I can see the problem as well, although I don't get quite a 3x speedup on my system. I still get better than Cilkview's estimate though, so I've submitted a problem report for the runtime team to investigate. I'll update the thread when we find anything out.

Brandon Hewitt Technical Consulting Engineer Tools Knowledge Base: "http://software.intel.com/en-us/articles/tools" Software Product Support info: "http://www.intel.com/software/support"

Hi Mecej4.

Bear in mind that you're timing a subsection of the code with respect to what Cilkview is measuring. Your timing interval covers only the sorting section of the code, whereas Cilkview is estimating the speedup of the whole program. Cilkview's measurement includes your creation of the array and the (serial) assignment of values to it, which your timing mechanism ignores.

My guess is that if you expanded your timing measurements to start at the beginning of main() and end just before the return (and, obviously, a printf), you would be finding speedup numbers that were much closer to the values that Cilkview gives you.

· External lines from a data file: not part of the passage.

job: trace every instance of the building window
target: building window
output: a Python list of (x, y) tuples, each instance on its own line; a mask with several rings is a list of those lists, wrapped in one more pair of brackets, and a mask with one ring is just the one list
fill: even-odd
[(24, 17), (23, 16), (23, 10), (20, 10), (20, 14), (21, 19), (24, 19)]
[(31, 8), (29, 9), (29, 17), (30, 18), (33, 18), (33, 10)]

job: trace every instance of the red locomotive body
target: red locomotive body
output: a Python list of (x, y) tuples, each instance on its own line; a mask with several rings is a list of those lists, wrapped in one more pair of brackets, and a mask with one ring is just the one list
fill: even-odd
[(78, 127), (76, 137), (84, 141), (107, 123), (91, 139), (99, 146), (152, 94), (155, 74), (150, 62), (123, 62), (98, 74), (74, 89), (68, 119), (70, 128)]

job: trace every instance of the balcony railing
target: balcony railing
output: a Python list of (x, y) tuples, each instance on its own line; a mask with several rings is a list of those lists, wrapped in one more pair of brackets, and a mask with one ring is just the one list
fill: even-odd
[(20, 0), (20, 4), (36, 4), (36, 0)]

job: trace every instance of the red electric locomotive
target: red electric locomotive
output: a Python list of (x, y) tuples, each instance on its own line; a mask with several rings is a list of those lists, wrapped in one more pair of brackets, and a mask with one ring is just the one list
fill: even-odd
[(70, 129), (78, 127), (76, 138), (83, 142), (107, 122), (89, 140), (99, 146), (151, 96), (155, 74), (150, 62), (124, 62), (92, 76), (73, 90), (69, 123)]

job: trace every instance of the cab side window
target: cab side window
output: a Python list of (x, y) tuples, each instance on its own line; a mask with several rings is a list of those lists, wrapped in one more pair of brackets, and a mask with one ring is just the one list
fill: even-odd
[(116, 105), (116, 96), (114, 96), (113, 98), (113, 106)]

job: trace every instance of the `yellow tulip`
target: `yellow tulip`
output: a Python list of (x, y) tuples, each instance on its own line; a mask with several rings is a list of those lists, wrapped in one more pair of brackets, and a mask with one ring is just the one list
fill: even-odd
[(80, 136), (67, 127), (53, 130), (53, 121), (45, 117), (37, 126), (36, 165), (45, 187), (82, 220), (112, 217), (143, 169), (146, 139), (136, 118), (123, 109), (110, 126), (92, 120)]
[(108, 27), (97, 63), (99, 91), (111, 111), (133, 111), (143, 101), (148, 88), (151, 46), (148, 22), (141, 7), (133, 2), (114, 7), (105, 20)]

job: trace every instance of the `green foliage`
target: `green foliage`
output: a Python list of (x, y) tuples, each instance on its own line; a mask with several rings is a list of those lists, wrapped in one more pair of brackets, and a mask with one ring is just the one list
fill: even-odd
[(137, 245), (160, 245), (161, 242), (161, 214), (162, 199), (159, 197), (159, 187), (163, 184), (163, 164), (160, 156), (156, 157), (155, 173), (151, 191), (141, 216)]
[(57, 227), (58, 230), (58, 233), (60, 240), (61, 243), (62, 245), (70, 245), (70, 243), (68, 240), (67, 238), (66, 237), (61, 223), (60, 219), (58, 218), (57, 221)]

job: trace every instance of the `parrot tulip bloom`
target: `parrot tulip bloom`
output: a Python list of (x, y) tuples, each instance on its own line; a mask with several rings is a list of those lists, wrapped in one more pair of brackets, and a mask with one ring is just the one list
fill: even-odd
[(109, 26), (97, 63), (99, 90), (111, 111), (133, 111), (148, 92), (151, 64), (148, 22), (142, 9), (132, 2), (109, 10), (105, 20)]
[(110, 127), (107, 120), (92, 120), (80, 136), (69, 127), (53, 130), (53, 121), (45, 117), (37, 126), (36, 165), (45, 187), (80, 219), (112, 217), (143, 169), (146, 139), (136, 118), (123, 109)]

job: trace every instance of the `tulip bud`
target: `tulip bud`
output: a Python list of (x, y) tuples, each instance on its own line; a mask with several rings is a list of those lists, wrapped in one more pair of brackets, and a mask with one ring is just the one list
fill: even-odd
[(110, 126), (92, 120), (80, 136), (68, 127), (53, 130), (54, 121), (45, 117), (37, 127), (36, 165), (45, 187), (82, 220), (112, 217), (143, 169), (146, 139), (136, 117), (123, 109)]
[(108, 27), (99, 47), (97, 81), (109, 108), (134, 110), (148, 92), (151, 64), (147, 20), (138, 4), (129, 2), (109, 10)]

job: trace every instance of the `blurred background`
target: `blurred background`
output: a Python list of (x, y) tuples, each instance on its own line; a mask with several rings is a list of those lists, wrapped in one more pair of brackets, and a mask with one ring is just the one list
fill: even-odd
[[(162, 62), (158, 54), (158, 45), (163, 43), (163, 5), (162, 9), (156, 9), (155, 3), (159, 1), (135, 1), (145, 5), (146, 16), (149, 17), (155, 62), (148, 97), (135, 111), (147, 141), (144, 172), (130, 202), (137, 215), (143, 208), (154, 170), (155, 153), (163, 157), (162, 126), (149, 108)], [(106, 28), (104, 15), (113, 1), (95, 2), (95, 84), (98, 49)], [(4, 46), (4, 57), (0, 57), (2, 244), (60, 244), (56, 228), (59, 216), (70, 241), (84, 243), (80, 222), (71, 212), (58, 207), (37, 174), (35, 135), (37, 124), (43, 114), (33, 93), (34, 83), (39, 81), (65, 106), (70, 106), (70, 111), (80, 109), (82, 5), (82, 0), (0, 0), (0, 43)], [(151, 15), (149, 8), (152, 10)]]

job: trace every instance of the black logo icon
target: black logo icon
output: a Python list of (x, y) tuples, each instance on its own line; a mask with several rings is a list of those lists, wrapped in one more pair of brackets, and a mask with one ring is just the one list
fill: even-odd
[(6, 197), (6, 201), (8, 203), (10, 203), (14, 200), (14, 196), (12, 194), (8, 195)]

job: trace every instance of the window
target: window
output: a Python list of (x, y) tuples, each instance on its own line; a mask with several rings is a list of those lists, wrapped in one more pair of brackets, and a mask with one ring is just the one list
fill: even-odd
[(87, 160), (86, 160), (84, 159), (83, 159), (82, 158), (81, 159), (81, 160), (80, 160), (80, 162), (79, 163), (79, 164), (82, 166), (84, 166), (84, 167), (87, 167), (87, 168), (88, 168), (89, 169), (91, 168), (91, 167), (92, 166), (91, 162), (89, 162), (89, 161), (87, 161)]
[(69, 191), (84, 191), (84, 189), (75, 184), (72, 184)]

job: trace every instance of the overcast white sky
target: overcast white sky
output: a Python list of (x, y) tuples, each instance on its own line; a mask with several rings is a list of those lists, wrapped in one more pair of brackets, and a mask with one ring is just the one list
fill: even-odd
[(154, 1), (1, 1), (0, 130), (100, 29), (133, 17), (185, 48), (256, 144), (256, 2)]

You can make Cilkview instrument specific subsections of code and outputstatistics for themin addition to the whole-program statistics you are seeing, now. Use cilktools/cilkview.h:

cilkview_data_t start, end;
__cilkview_query(start);
// do work.
__cilkview_query(end);
__cilkview_do_report(&start, &end, "Sort", CV_REPORT_WRITE_TO_LOG | CV_REPORT_WRITE_TO_RESULTS);

That makes perfect sense; I had the mistaken notion that CilkView timing covered only those sections of code that were cilk_spawned; sorry for being so short-sighted!